As Pentagon monitors chart the progress of today's missile test, sceptical eyes will be watching. China, Russia and much of Europe will be hoping for another failure which will finally force the Clinton administration to drop a project they say will start a new arms race.
Beijing has repeatedly told US officials that it sees the system as unnecessarily provocative and one which could shatter the regional balance of power.
Defence Secretary William Cohen is expected to feel the full brunt of China's objections when he arrives in Beijing on Tuesday.
In Moscow, Russian President Vladimir Putin used the eve of the test to stiffen resistance and take a new high ground on disarmament. In a letter to the mayors of the Japanese cities of Hiroshima and Nagasaki - history's only victims of nuclear blasts - Mr Putin warned the plan would shatter the basis of arms control pacts between Russia and the United States, chiefly the 1972 Anti-Ballistic Missile (ABM) treaty.
He also pushed the US for more intensive efforts by the two major nuclear powers to reduce stockpiles of warheads.
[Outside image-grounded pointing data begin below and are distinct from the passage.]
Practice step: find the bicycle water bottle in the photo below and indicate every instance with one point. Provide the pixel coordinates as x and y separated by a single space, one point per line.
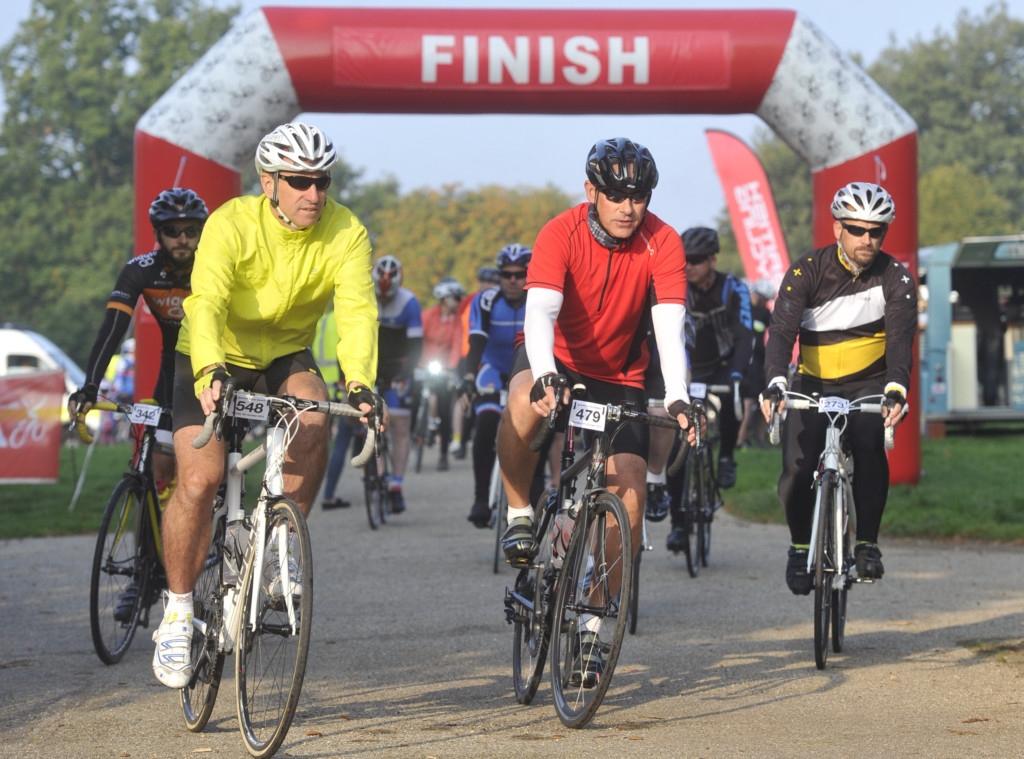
561 531
235 542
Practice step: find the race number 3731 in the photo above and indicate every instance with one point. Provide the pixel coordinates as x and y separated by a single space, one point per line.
588 416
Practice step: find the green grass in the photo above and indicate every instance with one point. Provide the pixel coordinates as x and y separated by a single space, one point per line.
969 490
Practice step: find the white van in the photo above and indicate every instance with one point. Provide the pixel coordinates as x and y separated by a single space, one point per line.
23 350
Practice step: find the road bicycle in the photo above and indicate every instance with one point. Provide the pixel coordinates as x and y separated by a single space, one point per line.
700 495
583 572
266 625
127 574
834 528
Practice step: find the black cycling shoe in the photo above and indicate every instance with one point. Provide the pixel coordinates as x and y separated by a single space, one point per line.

Meanwhile, Chinese Premier Zhu Rongji met Italian counterpart Giuliano Amato in Rome on Thursday. Afterwards, Mr Amato said: 'We had common positions on the ABM treaty and shared the concern that the shield may appear more as a threat than a tool of defence.' Mr Zhu agreed with the Italian premier and said China was 'categorically opposed' to another US plan to build a separate anti-missile shield which Beijing feared would place Taiwan under US protection.